I’ve got an ’04 Demo 9 pro (great bike) only problem is its very heavy (stock about 52 lbs.) I don’t do big jumps, drops or ride real hard but do ride rough trails at resorts like Mammoth and Northstar. I’m not a light guy, about 240 lbs. with gear and 6 ft. 2 inches tall. I got a large and it feels ok for resort riding but lately I’ve been wanting something smaller (medium frame size) and lighter. I’m thinking maybe a Demo 8 frame and swap all my stuff over, but my cranks are 83 mm on the 9 with a 150 rear axle spacing so I will need a new set of cranks and a new rear wheel.
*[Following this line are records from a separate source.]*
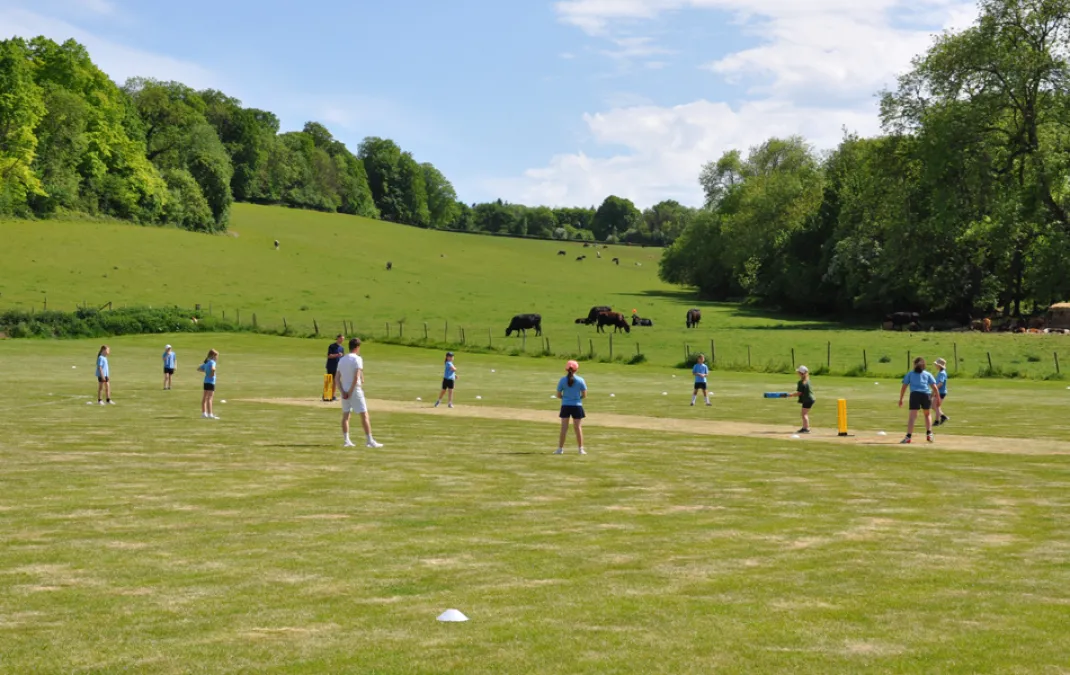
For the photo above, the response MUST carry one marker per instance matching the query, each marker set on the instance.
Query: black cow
(614, 319)
(693, 317)
(593, 315)
(520, 323)
(900, 319)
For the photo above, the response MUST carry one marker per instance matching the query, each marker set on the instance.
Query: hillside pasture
(332, 269)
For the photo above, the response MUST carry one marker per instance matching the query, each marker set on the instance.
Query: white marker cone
(452, 615)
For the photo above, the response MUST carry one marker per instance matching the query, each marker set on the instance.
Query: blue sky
(548, 102)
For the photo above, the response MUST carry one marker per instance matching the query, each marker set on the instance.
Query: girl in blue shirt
(701, 371)
(103, 377)
(448, 380)
(571, 390)
(209, 369)
(923, 392)
(170, 361)
(942, 387)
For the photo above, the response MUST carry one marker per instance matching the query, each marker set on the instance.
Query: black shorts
(920, 400)
(576, 412)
I read an article on your blog about trying to drop weight from a Demo 9 and you said it was tough without going to stupid expensive stuff that will not stand the rigors of resort riding.
My options seem to be:
Get a lighter fork: Boxxer WC or 888 SL ata (current is 888 rc)
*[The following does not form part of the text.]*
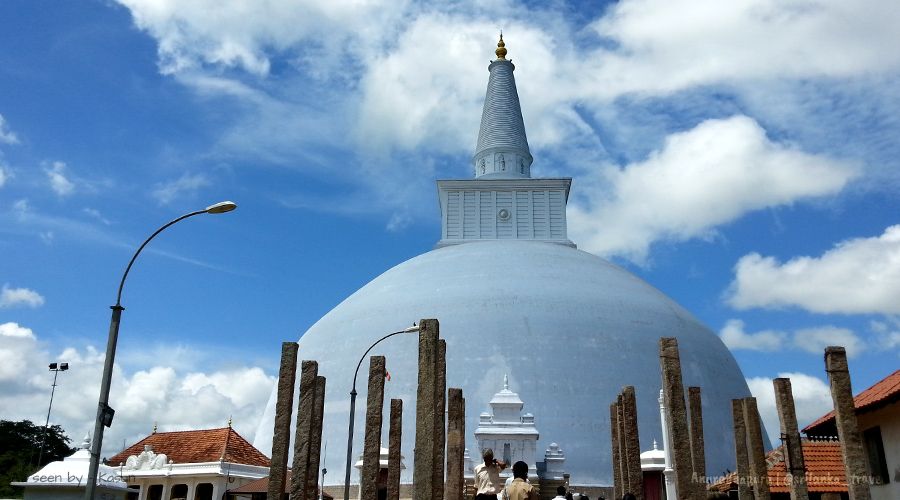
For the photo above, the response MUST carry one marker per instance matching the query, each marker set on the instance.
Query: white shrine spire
(502, 150)
(503, 202)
Get lighter tires/smaller tires (current is Kenda Nevegal 2.7)
Get newer Demo 8 frame and new cranks and rear wheel
either option will cost me a few bucks
Which is the better option?
First of all, this isn’t a blog, OK? It’s a site. I’m sensitive about that.
Your Demo 9 is a great bike, and it sounds like you’re loving it. I want to explore your desire to go lighter. Since you’re not racing, why not keep riding that bike, or go to something more versatile, like an SX Trail? But I’ll try to let that go.
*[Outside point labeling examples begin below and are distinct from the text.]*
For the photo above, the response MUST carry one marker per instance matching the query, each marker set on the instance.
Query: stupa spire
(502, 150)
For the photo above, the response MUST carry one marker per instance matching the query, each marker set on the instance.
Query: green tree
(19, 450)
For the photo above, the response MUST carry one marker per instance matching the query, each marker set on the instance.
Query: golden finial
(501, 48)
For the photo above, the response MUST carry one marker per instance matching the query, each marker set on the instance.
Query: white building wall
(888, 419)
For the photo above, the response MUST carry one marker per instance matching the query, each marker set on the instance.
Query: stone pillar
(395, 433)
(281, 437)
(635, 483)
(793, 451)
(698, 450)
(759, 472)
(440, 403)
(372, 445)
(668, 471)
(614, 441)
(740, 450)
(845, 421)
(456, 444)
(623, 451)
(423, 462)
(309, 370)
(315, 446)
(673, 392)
I missed the podium at Masters Worlds in 2004, and that had nothing to do with the burgeoning weight of my Demo 9.
In order of increasing expense:
1. Keep riding your current bike as is. Switch to a set of 2.5″ tires. That makes a big difference in feel.
2. Upgrade your current bike. In order: smaller tires, lighter wheels, lighter fork, lighter post/bars/stem/etc. My Demo 9 was 41 pounds with insane parts and 46 pounds with very sane parts (it was equally fast with both builds).
3. Swap to a Demo 8 frame, and buy a new crankset and rear wheel. That’ll save you several pounds, but it’ll cost mucho and be a pain in the butt.
4. Buy a complete Demo 8 ready to roll. When you consider the cost and hassle of Option 3, a complete bike is pretty cost effective. Especially if you sell your 9.
Whatever you do:
1. Make sure the bike is tuned for you. No stock suspension is valved for a 240-lb rider.
2. Learn to ride it. I mean, really learn to ride it.
If I were you:
I’d rock Option 1 until I can afford Option 4.
* Consider the dual facts that 1) you weigh 240 lbs and 2) your bike is holding together. That’s worth something.
If that doesn’t scratch your itch, pursue Option 2.